長年、発展途上国の人々のために働いてきた私たちには、実は日本人の友人や子どもたちに対して、ふだんの仕事のことや、目にしている問題や異文化のことを話す機会が限られていました。それは「興味がない人に話してもな」と気をつかったりして、私たちが伝えようとする努力を怠っていたからかもしれません。
しかしSDGsは、途上国と先進国の距離を縮め、つながった共通課題としてさまざまな問題や解決策を提示しています。発展途上国も先進国も、みんなで力を合わせて持続的な社会を作ったり、ひとりひとりがポテンシャルを発揮できる社会を作っていくために、垣根なく、それぞれができることを考える。そんな「SDGs時代」になり、私たちが、発展途上国の現状や、地球全体のつながりを伝える責任や、身近な社会をよりよくするためにひとりひとりがすべきことを考える機会が増してきていると実感しています。SDGsができる前から、ずっと援助の世界で働いてきた私たちだからこそ、伝えられることがあり、それをわかりやすく伝えなければならないという使命感を持っています。特に、「SDGs世代」ともいわれる子どもたちに関心を持ってもらいたい。そんな思いを込めてこの本を書きました。

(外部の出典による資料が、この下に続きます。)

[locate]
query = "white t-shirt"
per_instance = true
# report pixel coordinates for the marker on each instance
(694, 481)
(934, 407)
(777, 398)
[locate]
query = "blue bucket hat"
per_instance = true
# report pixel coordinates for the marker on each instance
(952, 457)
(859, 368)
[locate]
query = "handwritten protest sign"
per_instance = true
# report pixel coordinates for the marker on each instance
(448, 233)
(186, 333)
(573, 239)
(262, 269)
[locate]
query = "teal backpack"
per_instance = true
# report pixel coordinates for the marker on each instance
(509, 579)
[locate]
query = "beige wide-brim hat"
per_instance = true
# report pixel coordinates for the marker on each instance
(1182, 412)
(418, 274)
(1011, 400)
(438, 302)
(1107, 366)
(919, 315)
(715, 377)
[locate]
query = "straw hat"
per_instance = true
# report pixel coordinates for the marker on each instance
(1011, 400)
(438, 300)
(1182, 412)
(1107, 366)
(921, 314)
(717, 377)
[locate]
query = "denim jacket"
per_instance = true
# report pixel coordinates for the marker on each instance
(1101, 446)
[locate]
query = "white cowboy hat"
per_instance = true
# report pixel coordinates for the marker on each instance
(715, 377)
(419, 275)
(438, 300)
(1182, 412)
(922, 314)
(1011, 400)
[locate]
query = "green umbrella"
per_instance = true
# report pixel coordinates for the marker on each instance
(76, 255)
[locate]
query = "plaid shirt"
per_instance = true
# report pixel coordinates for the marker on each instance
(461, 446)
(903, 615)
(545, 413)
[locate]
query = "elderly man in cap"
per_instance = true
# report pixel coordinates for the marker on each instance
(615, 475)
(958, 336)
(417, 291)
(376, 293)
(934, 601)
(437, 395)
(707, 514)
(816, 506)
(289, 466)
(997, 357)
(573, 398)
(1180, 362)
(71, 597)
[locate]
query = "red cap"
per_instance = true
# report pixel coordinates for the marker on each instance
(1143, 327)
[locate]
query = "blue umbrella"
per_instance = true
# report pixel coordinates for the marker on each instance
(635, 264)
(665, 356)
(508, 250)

地球という村の住民である私たちは、その地球環境の中で住まわせてもらっています。誰もが生きやすい世の中であるために、ひとりひとりがその責任や影響をしっかりと考えなければなりません。まずは自分の興味を引く分野を見つけ、とりあえず実践してみることがとても重要です。そこからどんどん理解が深まっていくはずです。
No one is too small to make a difference.(子どもでも誰でも、変化を起こすことはできる)
-- グレタ・トゥーンベリ
本書がそのお手伝いをできることを、筆者一同心から願っています。